Opacidade e transparência, visão e retro visão, formas planas e tridimensionais, sugestões orgânicas e estrutura geométrica, visão e tacto, expansão e contenção, ao longo da duração do movimento do corpo. 

Uma série de materiais comuns, que associamos à vida quotidiana, organizados de maneira a criarem uma presença dentro da galeria. Uma forma que dialoga com as paredes, o chão, o tecto e o ar que são a sala. Uma presença com que o espectador se relaciona através de uma sequência de eventos que o levam a uma consciência mais aguda da sua própria existência no espaço.“ – Rui Sanches)

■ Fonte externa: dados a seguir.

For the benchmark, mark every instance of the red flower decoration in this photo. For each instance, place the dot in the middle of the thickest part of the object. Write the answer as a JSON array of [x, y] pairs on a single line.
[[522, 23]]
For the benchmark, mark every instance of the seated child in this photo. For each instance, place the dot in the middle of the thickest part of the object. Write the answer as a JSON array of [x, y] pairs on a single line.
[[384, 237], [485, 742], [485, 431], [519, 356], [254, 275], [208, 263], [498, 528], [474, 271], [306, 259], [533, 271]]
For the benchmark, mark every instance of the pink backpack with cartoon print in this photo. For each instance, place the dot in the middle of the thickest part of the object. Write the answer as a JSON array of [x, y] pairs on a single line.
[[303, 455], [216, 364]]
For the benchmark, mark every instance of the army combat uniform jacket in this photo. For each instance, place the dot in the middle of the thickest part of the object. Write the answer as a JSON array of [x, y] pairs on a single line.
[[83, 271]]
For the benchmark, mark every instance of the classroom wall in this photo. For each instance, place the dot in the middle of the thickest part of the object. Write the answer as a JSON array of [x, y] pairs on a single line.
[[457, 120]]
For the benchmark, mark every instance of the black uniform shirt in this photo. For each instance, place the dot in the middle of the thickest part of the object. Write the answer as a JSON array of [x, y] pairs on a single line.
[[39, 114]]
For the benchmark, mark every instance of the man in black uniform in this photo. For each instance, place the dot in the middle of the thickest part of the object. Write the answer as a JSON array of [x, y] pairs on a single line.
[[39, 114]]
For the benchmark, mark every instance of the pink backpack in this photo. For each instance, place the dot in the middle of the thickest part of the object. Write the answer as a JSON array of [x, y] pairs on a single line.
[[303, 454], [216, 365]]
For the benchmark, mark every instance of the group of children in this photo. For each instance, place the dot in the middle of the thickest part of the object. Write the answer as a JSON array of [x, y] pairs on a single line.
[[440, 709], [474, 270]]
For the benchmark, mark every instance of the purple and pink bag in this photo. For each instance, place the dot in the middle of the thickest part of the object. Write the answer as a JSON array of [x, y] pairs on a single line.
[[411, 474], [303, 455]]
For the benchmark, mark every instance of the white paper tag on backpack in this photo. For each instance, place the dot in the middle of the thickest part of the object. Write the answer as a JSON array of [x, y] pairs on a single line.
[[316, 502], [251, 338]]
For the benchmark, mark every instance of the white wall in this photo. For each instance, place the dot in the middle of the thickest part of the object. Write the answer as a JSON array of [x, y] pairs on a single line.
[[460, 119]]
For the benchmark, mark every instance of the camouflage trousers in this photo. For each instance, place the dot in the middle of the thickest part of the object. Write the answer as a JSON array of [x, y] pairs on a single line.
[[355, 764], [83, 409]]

Rui Sanches é um dos escultores portugueses mais importantes da cena contemporânea portuguesa.

Nos anos 80, do século XX, foi um dos protagonistas do Pós-modernismo: viveu longas temporadas em Londres e Nova Iorque, fazendo parte das respectivas cenas artísticas. Os seus trabalhos reflectiam as tendências desconstrutivistas e experimentais daquela altura. Destacam-se as referências à história de arte e seus ícones, bem com o uso de objectos industriais e do dia-a-dia.

Posteriormente, deu mais atenção à sensualidade e fisicalidade do corpo humano, criando formas antropomórficas. Assim, as suas esculturas, normalmente construídas a partir de um “empilhamento de camadas finas de contraplacado” (1) começaram a desenvolver-se no sentido de serem estruturas  mais complexas, propondo topografias e paisagens abstractas. Um dialogo entre o impulso analítico e a tensão inerente ao material orgânico.

Rui Sanches, nasceu 1954 em Lisboa, onde vive e trabalha. Estudou no Ar.Co, em Lisboa, e no Goldsmith College em Londres (BA, 1980). Continuou os seus estudos na Yale University onde finalizou com o Mestrado (1982). 

Expõe desde 1983. A sua obra encontra-se representada em algumas das colecções portuguesas e internacionais mais importantes: CAM/Fundação Calouste Gulbenkian, Centro Cultural de Belém, Parlamento Europeu e Banque Privée Espírito Santo em Lausanne, Suíça. Apresentou várias exposições individuais e colectivas em  Portugal e a nível internacional em países como: Alemanha, Áustria, Bélgica, Brasil, Canada, China, Espanha, França, Itália, Japão e Ucrânia. Em 2008 foi-lhe atribuído o Prémio AICA/Ministério da Cultura

(1) Leonor Nazaré: “Rui Sanches (1954)”, in: Roteiro da Colecção, CAMJAP, Lisboa, 2004. p. 208.
(C)imagens: Cortesia de Galeria Belo-Galsterer, Lisboa, 2013.